And then a chant filled the room. Shame. Shame. Shame. Shame. Over and over and over.

Have you seen that episode of Game of Thrones?  The mean queen must walk through her city, hair shorn short, naked as people throw trash and worse, shouting at her “Shame. Shame. Shame.”  It was surreal at best to hear this fictional scene brought to life.

Psychologist, researcher and shame expert, Dr. Brene Brown says “Shame is a focus on self…Shame is “I am bad… I am a mistake.” What a horrible thing to wish or gift to someone else by saying, “Shame on you.”

But what if instead of rejecting the painful nature of that moment-everyone pointing at and demonizing everyone else-we opened ourselves up to it instead?  As each person chanted “shame” at someone else, that person must inherently understand the depths of the anguish of the other because it matched their own agony. Simultaneously, everyone in that room was standing in the shoes of everyone else in that room.

Rabbi Berel Wein, Jewish historian and author writes the following regarding the virtue of shame. “As long as shame existed the possibility for repentance and self-improvement also existed… Only when the sense of shame disappears does hope wane for a change for the better”
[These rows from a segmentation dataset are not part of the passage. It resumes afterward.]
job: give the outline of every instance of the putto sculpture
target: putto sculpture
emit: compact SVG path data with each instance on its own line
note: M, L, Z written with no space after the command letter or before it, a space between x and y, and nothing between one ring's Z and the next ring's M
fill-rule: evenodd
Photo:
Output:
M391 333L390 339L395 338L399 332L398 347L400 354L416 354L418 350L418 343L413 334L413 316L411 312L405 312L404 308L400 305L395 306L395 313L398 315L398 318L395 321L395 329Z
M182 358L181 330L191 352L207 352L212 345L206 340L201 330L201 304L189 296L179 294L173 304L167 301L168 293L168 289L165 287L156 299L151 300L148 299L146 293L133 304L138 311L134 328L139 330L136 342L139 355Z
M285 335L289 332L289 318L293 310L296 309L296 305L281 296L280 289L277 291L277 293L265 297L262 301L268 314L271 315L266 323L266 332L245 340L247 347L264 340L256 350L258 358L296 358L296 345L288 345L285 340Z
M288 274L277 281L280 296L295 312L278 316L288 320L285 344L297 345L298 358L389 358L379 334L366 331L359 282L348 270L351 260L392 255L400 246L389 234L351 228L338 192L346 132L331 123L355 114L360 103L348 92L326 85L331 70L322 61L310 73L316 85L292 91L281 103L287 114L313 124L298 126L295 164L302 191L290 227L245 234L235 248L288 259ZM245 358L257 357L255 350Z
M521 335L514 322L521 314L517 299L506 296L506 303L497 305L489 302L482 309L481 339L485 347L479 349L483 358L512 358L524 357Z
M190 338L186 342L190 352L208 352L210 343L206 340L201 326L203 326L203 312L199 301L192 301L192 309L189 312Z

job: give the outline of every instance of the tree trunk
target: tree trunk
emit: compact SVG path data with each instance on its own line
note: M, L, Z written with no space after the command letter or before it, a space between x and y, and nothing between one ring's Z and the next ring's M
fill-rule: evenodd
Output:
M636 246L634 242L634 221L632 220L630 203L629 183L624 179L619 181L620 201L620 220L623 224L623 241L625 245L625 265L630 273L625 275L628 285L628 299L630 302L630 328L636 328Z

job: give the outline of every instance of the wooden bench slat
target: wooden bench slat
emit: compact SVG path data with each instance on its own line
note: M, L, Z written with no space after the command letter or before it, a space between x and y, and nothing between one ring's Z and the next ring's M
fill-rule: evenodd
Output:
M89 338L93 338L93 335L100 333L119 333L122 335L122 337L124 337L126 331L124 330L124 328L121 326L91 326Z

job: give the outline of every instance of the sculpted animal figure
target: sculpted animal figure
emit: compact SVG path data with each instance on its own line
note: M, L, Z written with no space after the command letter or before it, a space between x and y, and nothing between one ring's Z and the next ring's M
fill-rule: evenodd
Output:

Shame, when we are looking at our own selves, can serve as a tool to inspire change. Now, those assembled did not feel shame about their own position regarding abortion but perhaps getting in touch with the shame one might feel for name calling and publicly insulting another human being might be the gateway into some real change.

Shame separates us.  But, Dr. Brown tells us that If we’re going to find our way back to each other [from shame], vulnerability is going to be that path.”  She further shares, “vulnerability is not weakness, it is pure courage…  I’ve come to the belief that vulnerability is our most accurate measurement of courage — to be vulnerable, to let ourselves be seen, to be honest…vulnerability is the birthplace of change.”

That moment in the meeting was dreadful because no one was listening, no one was learning, no one was better for it. By being willing, open and vulnerable to our own pain and the pain of others, only then is change possible. Only then is the moment of shaming transformed into a moment of awakening.

For all the finger pointing and criticizing that was happening today, I offer these words by President Theodore Roosevelt and invite all of us to enter the arena. “It is not the critic who counts; not the man who points out how the strong man stumbles, or where the doer of deeds could have done them better. The credit belongs to the man who is actually in the arena, whose face is marred by dust and sweat and blood; who strives valiantly; who errs, who comes short again and again, because there is no effort without error and shortcoming…who at the best knows in the end the triumph of high achievement, and who at the worst, if he fails, at least fails while daring greatly, so that his place shall never be with those cold and timid souls who neither know victory nor defeat.”

To sit and point fingers is sitting on the side lines watching the drama. But to truly be a brave warrior for change and for justice, we have to enter the arena. This is what it will take-no more and no less, to change the tenor of our relationships with one another in our country, to come together, to stand up and to move forward. Shame, turned to vulnerability turned to courage. Come in.